Abstract

Objectives: Physician-pharmacist collaborative practice models have emerged as an effective model for managing hypertension (HTN). We implemented this model in a low-income, hospital-based cardiology clinic and sought to identify programmatic features necessary to control HTN in this vulnerable population. Methods: Patients with persistently elevated blood pressure (>130/80) were referred by their primary cardiologist. Patients were excluded if they were pregnant, had acute kidney injury, or acute cardiovascular complaints including anginal chest pain, decompensated heart failure, or unstable arrhythmia. The initial pharmacist appointment occurred within 2 weeks of referral, with the goal of bi-weekly visits for 6 weeks or until blood pressure was controlled. Patients were prescribed home blood pressure cuffs and given specific instructions for home-based monitoring. Telehealth visits were made available to interested patients. During each encounter, pharmacists assessed response and side effects to medication, adherence, lifestyle behaviors, stressors, and social barriers to blood pressure control. Clinical management and barriers to HTN control were reviewed at standing weekly staff meetings that included cardiologists and pharmacists. Early results: Among 35 people referred, 22 patients attended at least one pharmacist visit. A total of 139 reminder or follow-up calls were made for these 22 patients.

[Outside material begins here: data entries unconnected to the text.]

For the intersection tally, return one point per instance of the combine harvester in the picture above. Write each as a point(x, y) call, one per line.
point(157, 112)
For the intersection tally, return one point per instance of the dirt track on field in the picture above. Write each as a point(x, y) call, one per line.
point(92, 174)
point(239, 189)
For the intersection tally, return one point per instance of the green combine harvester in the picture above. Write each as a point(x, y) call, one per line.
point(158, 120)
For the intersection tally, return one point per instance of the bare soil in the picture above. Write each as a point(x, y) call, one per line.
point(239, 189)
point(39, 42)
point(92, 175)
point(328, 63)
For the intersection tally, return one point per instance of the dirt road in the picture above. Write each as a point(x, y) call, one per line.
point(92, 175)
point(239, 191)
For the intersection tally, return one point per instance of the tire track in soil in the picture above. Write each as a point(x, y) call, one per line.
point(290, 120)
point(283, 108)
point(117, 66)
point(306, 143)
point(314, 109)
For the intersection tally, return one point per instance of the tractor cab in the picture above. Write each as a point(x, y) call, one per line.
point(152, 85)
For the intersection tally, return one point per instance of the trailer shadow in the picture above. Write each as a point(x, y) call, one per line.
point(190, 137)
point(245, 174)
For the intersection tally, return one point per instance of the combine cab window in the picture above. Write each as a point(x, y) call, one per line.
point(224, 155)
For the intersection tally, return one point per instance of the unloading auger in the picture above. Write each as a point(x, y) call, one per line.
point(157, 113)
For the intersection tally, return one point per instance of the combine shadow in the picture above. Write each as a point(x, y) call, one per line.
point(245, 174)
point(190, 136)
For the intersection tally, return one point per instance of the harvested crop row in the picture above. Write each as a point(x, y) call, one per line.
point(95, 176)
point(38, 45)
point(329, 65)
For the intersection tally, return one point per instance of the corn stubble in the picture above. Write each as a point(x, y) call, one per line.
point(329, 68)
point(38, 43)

Among the first 35 referrals (mean age 58; 57% male; 65% African American or Latinx), 26% have documented substance use disorders, 34% have a mental health comorbidity, 20% were not taking their medications as prescribed on intake, and 17% had side effects from 2 or more prior antihypertensive medications. Medications adjustments were made in 21/43 patient visits (49% of visits). In 8/43 visits more than 1 medication change was made. The most common patient reported barriers to care include transportation (20%) and language barriers (11%). Discussion and Future Direction: Managing HTN in a low-income population requires attention to the social and contextual factors impacting blood pressure control. We plan to: 1) support the uptake of telehealth to address issues of transportation and access; 2) pilot blue-tooth connected blood pressure cuffs to facilitate home monitoring and management; and 3) partner with community health workers to assess best practices for capturing and addressing social determinants of health in the clinical setting.